Hi
on a lab environment the logs are always and only "Log in" so no "log out" or "failed log in" logs:
![collector7.JPG collector7.JPG](https://community.checkpoint.com/t5/image/serverpage/image-id/24679iA20AA9299FDCB8D8/image-size/large?v=v2&px=999)
Wireshark between the AD and the machine where IDC is installed shows this when trying wrong password, log in and log out:
![a1.JPG a1.JPG](https://community.checkpoint.com/t5/image/serverpage/image-id/24680i8FCF5EA003C310BC/image-size/large?v=v2&px=999)
![a2.JPG a2.JPG](https://community.checkpoint.com/t5/image/serverpage/image-id/24681i49971203535D9A21/image-size/large?v=v2&px=999)
![a3.JPG a3.JPG](https://community.checkpoint.com/t5/image/serverpage/image-id/24682iDB263D2C82B7A816/image-size/large?v=v2&px=999)

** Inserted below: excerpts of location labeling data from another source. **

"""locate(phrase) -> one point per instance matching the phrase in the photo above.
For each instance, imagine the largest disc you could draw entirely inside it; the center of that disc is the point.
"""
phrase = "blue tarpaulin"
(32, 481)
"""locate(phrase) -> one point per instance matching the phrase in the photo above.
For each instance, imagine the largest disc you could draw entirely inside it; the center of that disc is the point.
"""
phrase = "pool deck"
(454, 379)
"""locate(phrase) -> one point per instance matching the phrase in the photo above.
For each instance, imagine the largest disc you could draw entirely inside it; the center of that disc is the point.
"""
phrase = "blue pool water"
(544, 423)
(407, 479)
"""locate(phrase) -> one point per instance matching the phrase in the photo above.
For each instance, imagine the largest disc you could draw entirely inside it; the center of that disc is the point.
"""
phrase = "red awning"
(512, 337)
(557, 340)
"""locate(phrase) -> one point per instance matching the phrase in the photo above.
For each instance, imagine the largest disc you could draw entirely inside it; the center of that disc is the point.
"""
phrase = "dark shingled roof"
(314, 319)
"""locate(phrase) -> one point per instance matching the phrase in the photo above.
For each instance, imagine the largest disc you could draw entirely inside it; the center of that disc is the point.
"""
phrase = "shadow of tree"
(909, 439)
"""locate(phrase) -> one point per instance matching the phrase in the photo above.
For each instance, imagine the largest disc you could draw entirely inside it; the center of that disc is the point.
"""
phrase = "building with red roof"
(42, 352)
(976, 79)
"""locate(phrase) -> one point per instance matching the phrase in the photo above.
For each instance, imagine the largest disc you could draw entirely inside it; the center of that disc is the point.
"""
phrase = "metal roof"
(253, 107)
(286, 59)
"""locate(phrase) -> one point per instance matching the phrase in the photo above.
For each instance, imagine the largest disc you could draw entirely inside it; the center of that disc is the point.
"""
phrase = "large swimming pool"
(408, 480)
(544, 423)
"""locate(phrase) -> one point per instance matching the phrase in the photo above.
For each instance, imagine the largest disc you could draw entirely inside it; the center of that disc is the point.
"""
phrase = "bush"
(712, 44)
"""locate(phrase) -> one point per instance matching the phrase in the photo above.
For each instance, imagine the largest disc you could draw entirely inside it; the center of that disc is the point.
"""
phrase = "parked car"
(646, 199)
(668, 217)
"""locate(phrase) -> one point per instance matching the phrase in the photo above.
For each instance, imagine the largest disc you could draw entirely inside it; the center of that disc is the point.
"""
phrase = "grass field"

In production environment the logs are "failed log in" or "log out" and no "log in" logs:
![a5.JPG a5.JPG](https://community.checkpoint.com/t5/image/serverpage/image-id/24683i8CEBF9F3C26D6B13/image-size/large?v=v2&px=999)
running wireshark between AD and the machine where IDC is installed shows no LDAP or kerberos packets between these machines, it shows only DCERPC packets!
the machine where IDC is installed is 10.32.0.166, same machine i run wireshark:
ip.addr == 10.8.0.12 and ldap shows nothing
ip.addr == 10.8.0.12 and kerberos shows nothing
only ip.addr == 10.8.0.12 and dcerpc shows this:
![a6.JPG a6.JPG](https://community.checkpoint.com/t5/image/serverpage/image-id/24684iC226218E5568DDC8/image-size/large?v=v2&px=999)
The question is why on lab environment I get only "log in" logs and why on production I get only "failed log in" or "log out" By the way the "failed log in" logs are not accurate because my environment is running with no problem.